Dalam benakku saat itu adalah bagaimana bisa aku memilih orang lain, sedangkan sudah terlihat jelas kini disampingku telah berada sosok yang siap menenangkanku ketika kekalutan melanda, dan mengusap air mataku ketika kepahitan siap merobek ketenangan jiwa. Masih bersandar aku dipundak Awan, berharap ini bukanlah hiasan mimpi yang tak pernah ingin aku terbangun darinya.
            Pernahkah kamu sejenak untuk memikirkan aku yang sedari dulu tak pernah beranjak dari posisi ternyaman ini? yah, aku telah merasakan kenyamanan karena berada disamping kirimu. Aku ingin kamu juga merasakannya. Sejak aku berada dalam peluk angin yang meniupkan hembusan namamu dihatiku. Hingga dahanpun ikut menari melihat kenyamanan ini yang telah berhasil kamu singgahkan dalam diriku. Karena aku telah terbiasa dengan kamu yang selalu ada dalam titian hidup yang kujalani, dan kamu yang mampu memapahku ketika kudapati terjalnya jalanku menuju indah kehidupan mendatangku.
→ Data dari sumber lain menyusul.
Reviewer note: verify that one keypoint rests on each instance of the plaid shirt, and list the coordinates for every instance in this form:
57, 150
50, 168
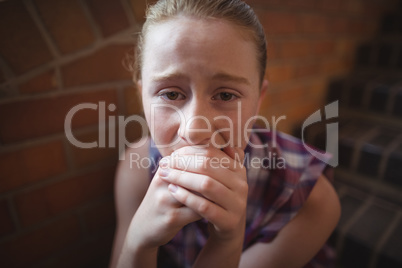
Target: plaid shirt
281, 174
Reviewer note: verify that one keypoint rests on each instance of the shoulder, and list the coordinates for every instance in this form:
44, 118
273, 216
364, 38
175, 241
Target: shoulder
131, 184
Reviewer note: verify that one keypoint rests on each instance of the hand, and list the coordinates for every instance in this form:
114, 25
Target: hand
159, 217
213, 183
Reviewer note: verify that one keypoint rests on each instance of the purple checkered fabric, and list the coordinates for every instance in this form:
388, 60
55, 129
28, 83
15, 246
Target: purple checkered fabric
281, 174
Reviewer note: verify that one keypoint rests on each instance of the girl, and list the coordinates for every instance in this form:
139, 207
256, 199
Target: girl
200, 70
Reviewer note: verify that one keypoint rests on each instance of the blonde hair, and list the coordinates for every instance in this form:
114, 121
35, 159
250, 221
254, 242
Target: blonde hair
234, 11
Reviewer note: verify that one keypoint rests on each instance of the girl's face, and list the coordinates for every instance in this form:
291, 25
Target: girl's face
200, 83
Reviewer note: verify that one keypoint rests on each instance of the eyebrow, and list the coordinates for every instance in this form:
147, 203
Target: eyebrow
230, 78
221, 76
169, 77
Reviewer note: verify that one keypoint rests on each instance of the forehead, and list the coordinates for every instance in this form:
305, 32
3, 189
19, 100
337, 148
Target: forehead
216, 44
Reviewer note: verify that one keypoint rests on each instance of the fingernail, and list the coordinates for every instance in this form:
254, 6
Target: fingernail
173, 188
164, 172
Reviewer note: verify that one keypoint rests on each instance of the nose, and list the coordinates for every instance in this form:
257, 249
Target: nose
197, 127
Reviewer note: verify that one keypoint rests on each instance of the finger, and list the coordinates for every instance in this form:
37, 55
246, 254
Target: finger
198, 204
200, 162
212, 168
206, 186
185, 215
236, 153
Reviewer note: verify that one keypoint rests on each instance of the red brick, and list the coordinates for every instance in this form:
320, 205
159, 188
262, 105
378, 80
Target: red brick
67, 24
339, 25
103, 66
302, 4
85, 157
65, 195
295, 49
29, 249
6, 223
101, 218
336, 66
44, 82
109, 15
277, 74
275, 22
314, 23
266, 2
354, 6
92, 253
329, 5
139, 7
323, 48
22, 45
35, 118
31, 164
2, 79
132, 101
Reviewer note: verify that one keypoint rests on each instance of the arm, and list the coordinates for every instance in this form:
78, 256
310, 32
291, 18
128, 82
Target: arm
148, 215
303, 236
131, 185
215, 188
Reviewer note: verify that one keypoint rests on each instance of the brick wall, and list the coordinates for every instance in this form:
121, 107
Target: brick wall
56, 200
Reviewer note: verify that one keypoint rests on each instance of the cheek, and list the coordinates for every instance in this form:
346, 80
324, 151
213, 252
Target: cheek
163, 124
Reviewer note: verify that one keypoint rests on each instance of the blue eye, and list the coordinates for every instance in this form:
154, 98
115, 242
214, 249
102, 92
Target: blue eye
172, 95
224, 96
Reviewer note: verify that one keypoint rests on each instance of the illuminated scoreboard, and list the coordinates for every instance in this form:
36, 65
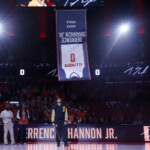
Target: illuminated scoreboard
60, 3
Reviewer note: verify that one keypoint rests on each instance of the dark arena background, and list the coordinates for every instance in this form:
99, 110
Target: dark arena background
109, 109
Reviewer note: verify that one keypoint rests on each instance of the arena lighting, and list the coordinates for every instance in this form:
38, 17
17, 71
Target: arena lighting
97, 72
22, 72
124, 28
1, 27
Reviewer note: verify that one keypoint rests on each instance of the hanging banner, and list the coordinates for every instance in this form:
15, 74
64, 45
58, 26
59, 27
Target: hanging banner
72, 56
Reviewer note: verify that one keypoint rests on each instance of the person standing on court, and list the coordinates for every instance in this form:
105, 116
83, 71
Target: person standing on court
7, 117
23, 117
59, 121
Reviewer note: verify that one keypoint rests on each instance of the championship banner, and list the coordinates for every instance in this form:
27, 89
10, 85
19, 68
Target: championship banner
72, 55
85, 133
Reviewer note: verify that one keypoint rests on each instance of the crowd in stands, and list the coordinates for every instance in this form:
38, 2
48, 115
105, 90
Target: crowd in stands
87, 101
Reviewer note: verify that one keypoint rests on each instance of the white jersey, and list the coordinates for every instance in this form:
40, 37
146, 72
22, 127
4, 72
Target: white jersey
6, 116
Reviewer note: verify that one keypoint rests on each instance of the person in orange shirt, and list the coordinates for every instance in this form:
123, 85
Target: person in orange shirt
23, 117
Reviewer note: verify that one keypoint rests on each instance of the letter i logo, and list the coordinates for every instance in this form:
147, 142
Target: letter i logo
72, 57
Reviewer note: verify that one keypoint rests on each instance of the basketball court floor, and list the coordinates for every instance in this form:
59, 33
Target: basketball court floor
78, 146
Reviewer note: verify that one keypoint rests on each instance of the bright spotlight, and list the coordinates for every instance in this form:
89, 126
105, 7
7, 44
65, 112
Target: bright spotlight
124, 28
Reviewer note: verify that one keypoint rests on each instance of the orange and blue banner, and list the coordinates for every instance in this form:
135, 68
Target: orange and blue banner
72, 55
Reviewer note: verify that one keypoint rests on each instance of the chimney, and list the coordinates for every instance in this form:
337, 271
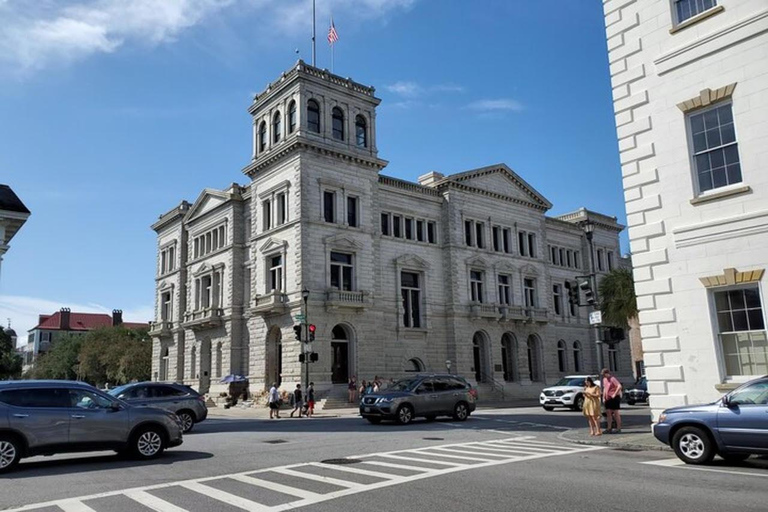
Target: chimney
429, 179
64, 319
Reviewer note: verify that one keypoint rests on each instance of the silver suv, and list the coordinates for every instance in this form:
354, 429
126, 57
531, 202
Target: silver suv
182, 400
429, 396
48, 417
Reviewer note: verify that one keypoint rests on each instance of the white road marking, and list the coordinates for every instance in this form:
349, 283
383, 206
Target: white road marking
678, 464
419, 455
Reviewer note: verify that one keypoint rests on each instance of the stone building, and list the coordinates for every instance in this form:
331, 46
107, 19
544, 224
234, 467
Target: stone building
462, 272
690, 91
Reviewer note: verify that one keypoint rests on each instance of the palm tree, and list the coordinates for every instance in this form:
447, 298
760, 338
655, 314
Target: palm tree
617, 297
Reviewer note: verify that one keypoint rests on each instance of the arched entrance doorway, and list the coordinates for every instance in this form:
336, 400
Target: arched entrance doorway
480, 356
509, 357
341, 354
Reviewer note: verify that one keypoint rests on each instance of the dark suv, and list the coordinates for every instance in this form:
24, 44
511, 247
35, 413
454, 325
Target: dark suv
182, 400
48, 417
428, 396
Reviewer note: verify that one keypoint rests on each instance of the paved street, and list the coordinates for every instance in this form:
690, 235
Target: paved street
497, 460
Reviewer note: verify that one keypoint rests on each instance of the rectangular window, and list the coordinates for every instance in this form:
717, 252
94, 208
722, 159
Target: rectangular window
741, 326
480, 232
352, 211
341, 271
409, 229
529, 292
505, 290
476, 286
385, 224
715, 150
329, 206
686, 9
411, 293
275, 273
557, 299
431, 234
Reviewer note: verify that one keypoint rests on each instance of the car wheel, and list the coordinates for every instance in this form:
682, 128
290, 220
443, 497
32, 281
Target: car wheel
461, 411
187, 421
147, 443
10, 452
692, 445
404, 414
734, 457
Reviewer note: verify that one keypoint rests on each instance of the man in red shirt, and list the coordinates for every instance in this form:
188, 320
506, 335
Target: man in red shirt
612, 400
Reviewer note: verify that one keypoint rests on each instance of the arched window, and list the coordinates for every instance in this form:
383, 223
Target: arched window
576, 356
361, 132
277, 127
562, 357
313, 116
262, 136
292, 117
338, 123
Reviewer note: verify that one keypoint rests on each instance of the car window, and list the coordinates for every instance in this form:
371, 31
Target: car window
36, 397
757, 393
84, 399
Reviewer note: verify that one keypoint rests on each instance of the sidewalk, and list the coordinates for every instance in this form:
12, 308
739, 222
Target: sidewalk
633, 438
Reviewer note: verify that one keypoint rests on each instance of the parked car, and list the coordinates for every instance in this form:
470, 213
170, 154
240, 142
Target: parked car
185, 402
48, 417
427, 396
567, 392
637, 392
735, 427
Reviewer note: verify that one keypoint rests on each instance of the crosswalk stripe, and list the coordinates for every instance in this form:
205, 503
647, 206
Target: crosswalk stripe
318, 478
285, 489
153, 502
225, 497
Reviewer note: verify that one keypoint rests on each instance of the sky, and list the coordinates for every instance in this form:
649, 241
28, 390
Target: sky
113, 111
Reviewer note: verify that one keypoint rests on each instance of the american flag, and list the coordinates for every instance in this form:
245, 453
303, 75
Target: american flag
333, 36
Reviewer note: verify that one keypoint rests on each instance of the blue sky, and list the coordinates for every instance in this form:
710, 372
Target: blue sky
111, 112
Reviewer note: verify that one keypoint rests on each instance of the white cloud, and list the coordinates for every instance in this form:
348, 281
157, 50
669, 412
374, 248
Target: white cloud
24, 312
497, 105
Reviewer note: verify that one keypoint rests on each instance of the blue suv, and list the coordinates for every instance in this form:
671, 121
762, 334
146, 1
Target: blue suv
734, 427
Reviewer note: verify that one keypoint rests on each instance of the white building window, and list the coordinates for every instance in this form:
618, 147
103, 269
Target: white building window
741, 327
715, 150
341, 271
476, 285
411, 292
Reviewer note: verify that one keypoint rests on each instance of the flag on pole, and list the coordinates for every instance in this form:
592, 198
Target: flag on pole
333, 36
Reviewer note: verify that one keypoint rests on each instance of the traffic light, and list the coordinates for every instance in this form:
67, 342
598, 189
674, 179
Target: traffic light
589, 294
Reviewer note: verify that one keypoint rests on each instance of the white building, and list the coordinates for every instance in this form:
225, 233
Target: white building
690, 89
463, 271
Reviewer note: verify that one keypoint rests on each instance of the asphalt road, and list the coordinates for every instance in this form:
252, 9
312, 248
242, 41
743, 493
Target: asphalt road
498, 460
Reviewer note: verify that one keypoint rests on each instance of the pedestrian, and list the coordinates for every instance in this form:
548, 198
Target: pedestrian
311, 400
612, 399
352, 389
273, 400
591, 407
297, 401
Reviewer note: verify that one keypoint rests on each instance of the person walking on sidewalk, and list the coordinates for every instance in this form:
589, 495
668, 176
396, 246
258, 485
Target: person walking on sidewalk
297, 401
591, 407
274, 402
612, 400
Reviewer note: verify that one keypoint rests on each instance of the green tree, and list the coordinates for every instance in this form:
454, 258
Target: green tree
617, 297
10, 361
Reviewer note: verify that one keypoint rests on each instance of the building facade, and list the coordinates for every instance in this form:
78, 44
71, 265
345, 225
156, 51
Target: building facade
462, 272
690, 90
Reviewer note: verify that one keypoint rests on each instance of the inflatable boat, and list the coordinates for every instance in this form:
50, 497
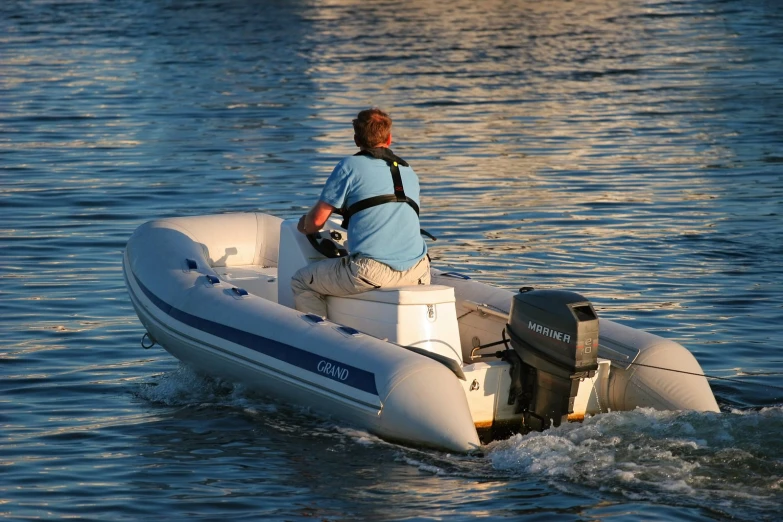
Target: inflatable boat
448, 365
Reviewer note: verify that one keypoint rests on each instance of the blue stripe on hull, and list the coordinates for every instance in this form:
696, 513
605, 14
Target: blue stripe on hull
341, 372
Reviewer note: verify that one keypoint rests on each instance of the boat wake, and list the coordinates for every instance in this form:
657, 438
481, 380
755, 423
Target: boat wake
729, 463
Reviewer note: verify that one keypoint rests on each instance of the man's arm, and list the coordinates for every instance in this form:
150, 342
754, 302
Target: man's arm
312, 222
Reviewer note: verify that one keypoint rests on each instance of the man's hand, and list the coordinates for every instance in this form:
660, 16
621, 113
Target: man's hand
314, 220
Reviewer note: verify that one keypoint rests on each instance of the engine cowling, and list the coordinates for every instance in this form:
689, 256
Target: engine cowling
555, 335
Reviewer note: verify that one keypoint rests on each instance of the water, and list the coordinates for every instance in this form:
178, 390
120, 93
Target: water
628, 150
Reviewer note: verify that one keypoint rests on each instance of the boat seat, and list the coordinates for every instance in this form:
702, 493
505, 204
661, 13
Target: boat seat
403, 295
422, 316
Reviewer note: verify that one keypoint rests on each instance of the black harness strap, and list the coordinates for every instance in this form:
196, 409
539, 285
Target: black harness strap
399, 196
            Ketika kamu mengungkapkan segala cinta untukku, gejolak hati seakan berirama dan menyanyikan lagu terindah untukmu. Namun yang aku tanyakan saat itu “apa ini benar dari hatimu?” meski yang aku tahukamu bukanlah tipe manusia yang senang menggembar-gemborkan kata cinta untuk setiap insan yang ada di dunia, tapi aku masih bertanya “akankah ini benar rasa yang berbeda?.”
            Yang kusesalkan, mengapa rasa ini hadir ketika aku mulai meyakinkan hatiku untuk menunggu kepastian dari Adi. Yang kusesalkan, mengapa rasa ini baru hadir setelah sekian lama aku mengenalmu. Dilema yang kurasa seakan tak mau beranjak dari dalam diriku, karena rasa ini semakin hari semakin menjadi gejolak cinta yang tak mungkin bisa aku membohongi rasaku sendiri. Aku menunggu Adi, tapi cinta menunggumu diujung sinar yang akan membawaku dalam kepastian bahagia.
            Ketika kamu berkata “bahagiamu aku” hatikupun juga berkata “bahagiaku adalah kamu.” Yang menjadi satu alasanku untuk tetap semangat ketika rasa sakit datang menerpaku adalah “kamu.” Karena denganmu rasaku terbalaskan, dan karena hadirmu seluruh nafasku menjadi hembusan cinta yang tak pernah rela kulepaskan.